Dans les points de l’émission qui ont particulièrement retenu mon attention et mon émotion : la grande variété des musiciens et des artistes qu’aime Litto, qui l’ont nourri esthétiquement et culturellement et l’ont aidé à accoucher de lui-même et de sa propre musique et son refus de hiérarchiser les genres musicaux ("c’est idiot. De la vulgarité, il y en a partout. De la qualité, de la sincérité, du coeur aussi"). Ce qu’il dit aujourd’hui de l’influence de l’argent dans la production musicale, de l’importance du profit qui lui fait préférer son artisanat personnel et son travail avec des gens qu’il respecte ("il faut arracher de la tête des jeunes que le succès vient de la chance alors qu'il faut travailler avec le coeur, avec l'âme"). Marcelo le fait enchaîner sur l’aventure de Melopea, la maison de disques qu’il a fondée en 1988 et où il édite, avec des petits moyens tout simples dans une modeste maison anonyme de Villa Urquiza, des gens de grand talent auxquels d'autres studios se refusent. Et l’heure se conclut sur les disques consacrés à Cadícamo (surtout le Nebbia canta a Cadícamo, dont était tiré le La Luz de un fósforo dont je vous parlais la semaine dernière au sujet de l’interview accordée à Marcelo par Roberto Fontanarrosa) et sur les trois derniers disques de Roberto Goyeneche que Litto lui fit enregistrer à la toute fin de sa vie, lorsqu’il était déjà bien atteint par la maladie qui devait l’emporter à 69 ans (en 1994), qu’il avait même des difficultés de respiration et que les autres, les labels et les organisateurs de spectacle l’avaient déjà enterré et ne le programmaient plus. Ces disques Melopea sont parmi les meilleurs de la discographie de El Polaco comme les Argentins le surnomment avec tendresse et respect.
J’espère que je vous ai donné envie d’aller écouter tout ça. Ne perdez pas trop de temps, Marcelo Villegas veille à renouveler souvent son site et comme il est riche en merveilles diverses et variées, il faut que ça tourne pour que tout y passe...

Dans la colonne de droite, en partie haute, les raccourcis internes vous permettent de sélectionner les articles que vous voulez lire selon les thématiques qui vous intéressent. Des thèmes connexes sont donc disponibles sous les intitulés Les chanteurs, les poètes, les Troesmas, radio.
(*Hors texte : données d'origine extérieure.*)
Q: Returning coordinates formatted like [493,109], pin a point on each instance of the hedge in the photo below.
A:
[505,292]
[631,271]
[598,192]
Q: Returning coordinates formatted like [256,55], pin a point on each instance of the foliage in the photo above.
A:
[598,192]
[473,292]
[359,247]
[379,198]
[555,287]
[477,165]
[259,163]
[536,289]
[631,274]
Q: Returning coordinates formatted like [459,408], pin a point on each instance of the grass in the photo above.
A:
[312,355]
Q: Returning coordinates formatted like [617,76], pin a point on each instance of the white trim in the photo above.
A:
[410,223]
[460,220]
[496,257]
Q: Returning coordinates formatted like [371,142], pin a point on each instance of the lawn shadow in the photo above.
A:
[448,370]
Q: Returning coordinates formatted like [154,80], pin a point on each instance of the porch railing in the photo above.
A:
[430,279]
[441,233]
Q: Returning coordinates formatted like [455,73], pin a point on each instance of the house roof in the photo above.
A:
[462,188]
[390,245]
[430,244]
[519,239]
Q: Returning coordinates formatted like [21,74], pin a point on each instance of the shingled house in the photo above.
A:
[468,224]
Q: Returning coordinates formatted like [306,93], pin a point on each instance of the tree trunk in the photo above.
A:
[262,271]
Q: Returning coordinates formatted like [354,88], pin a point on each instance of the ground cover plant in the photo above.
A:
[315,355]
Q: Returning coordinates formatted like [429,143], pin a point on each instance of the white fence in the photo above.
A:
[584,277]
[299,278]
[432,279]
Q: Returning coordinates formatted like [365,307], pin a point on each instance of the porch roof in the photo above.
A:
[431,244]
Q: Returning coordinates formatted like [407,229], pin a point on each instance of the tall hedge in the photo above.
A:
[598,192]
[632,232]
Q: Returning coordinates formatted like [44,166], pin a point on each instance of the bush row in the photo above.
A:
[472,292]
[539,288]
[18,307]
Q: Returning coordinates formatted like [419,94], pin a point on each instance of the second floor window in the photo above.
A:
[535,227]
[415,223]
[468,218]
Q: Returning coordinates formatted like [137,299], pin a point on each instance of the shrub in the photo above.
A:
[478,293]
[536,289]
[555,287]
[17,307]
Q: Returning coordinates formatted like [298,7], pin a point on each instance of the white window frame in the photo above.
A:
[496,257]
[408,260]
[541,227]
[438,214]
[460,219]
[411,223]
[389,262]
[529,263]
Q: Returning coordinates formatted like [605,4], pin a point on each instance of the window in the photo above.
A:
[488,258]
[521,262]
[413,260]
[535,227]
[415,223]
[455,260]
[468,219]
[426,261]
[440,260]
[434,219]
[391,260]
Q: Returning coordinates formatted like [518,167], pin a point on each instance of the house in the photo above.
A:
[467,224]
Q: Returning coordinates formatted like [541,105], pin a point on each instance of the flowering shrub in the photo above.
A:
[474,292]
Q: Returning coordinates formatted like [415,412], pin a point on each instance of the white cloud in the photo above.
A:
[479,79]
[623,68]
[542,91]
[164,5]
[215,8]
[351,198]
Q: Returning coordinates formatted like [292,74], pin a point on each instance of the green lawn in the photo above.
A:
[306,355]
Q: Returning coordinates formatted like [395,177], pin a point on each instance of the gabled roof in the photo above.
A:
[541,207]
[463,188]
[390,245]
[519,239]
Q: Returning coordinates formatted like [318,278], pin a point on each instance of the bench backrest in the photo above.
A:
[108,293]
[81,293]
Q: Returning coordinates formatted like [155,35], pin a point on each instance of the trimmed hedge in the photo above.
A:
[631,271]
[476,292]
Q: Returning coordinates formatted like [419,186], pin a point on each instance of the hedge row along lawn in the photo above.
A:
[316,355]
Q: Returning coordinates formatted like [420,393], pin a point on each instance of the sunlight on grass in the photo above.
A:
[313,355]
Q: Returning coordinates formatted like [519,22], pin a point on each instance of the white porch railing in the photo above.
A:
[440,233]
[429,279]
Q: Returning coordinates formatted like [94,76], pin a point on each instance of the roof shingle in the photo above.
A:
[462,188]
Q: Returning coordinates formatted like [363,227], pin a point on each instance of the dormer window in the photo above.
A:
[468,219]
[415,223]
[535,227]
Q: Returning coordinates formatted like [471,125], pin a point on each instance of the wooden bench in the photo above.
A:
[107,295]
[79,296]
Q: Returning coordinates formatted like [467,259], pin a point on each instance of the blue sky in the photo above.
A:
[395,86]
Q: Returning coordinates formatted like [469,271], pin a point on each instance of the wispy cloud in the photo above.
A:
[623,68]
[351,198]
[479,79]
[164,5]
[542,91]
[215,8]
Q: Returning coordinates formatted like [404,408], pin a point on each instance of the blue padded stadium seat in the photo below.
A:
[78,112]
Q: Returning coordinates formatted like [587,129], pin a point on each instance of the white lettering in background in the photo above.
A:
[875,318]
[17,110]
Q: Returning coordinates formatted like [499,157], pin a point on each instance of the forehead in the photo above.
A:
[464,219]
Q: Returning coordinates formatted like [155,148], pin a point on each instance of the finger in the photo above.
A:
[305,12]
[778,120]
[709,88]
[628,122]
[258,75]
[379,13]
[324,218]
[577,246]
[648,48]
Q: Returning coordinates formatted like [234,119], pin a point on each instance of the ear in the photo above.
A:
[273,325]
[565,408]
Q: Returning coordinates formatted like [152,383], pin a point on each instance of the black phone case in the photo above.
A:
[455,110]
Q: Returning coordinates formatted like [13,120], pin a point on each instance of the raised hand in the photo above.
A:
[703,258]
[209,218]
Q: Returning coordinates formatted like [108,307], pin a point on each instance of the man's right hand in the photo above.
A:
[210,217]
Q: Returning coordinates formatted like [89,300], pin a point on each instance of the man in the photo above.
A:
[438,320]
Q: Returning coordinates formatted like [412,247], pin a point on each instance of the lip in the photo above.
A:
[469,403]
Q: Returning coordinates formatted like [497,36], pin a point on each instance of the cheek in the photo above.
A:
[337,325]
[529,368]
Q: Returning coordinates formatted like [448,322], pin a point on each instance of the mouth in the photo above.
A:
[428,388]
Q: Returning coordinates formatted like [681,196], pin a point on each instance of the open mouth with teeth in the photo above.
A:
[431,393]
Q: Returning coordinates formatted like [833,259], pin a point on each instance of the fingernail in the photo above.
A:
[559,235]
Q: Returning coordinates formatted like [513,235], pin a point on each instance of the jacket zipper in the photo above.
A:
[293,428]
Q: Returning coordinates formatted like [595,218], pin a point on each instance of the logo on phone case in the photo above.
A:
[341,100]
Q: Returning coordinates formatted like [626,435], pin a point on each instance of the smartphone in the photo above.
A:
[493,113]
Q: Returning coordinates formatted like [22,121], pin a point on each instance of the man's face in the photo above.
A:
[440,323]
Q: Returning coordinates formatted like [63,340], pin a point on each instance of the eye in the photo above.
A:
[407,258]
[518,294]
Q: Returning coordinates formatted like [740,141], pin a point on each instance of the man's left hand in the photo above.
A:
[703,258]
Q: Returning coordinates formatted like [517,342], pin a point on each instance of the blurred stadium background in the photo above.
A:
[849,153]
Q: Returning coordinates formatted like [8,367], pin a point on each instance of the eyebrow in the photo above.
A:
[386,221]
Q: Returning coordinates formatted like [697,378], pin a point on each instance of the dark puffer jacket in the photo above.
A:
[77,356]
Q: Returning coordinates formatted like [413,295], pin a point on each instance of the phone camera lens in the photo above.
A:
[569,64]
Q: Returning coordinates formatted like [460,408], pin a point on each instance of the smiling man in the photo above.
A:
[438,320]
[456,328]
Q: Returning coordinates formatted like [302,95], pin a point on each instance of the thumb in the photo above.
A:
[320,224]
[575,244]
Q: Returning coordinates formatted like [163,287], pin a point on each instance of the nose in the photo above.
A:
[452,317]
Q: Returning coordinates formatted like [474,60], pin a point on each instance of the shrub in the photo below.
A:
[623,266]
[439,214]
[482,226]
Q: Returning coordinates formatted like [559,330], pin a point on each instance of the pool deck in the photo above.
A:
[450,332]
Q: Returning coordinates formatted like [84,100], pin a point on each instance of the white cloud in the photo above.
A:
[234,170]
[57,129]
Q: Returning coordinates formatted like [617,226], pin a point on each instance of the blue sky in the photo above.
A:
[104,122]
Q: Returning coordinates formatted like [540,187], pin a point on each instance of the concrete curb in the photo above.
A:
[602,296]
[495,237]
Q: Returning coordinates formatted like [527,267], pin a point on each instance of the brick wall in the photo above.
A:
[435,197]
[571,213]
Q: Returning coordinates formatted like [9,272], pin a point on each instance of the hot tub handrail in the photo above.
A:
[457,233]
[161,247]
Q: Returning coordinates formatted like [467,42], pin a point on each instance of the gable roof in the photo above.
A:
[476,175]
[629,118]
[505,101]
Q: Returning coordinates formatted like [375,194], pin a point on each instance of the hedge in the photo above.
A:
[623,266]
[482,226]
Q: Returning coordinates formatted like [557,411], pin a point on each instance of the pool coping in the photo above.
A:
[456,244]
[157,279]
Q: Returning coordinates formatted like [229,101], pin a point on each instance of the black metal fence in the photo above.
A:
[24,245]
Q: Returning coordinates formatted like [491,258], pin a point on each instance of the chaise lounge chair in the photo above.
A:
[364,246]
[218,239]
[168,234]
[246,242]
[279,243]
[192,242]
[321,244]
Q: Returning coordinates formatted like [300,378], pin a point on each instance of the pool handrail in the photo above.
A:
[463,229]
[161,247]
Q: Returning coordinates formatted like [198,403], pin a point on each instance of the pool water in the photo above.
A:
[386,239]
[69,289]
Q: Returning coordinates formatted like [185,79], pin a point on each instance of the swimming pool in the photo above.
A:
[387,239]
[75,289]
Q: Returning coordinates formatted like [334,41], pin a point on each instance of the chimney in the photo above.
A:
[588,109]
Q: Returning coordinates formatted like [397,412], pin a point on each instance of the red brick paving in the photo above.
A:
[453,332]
Les mots-clés, en haut, entre titre et corps de l’article, vous offre aussi une pré-selection thématique.
Les articles sont aussi consultables dans l’ordre chronologiques dans les Archives de Barrio de Tango.
Enfin, la partie basse de la colonne de droite rassemble les liens externes, avec Melopea, avec la Academia Nacional del Tango, avec Todo Tango (le site encyclopédique dirigé par Ricardo García Blaya) avec encore plein d’autres radios et podcasts (très intéressants aussi).

(1) Lors d'un "contrapunto" de payadores (un concours d'impro), le public lançait un thème à l'artiste (ou aux concurrents quand c'était un tournoi) et celui-ci devait improviser sur l’instant une chanson qui fasse autant que faire se peut rire l’assistance. Ou le cas échéant la faire pleurer. Ici il s'agit de faire rire. "Mete en psicosis" se prononce comme "metempsicosis" lorsqu'on élide, comme on le fait couramment à l'oral, la finale de mete.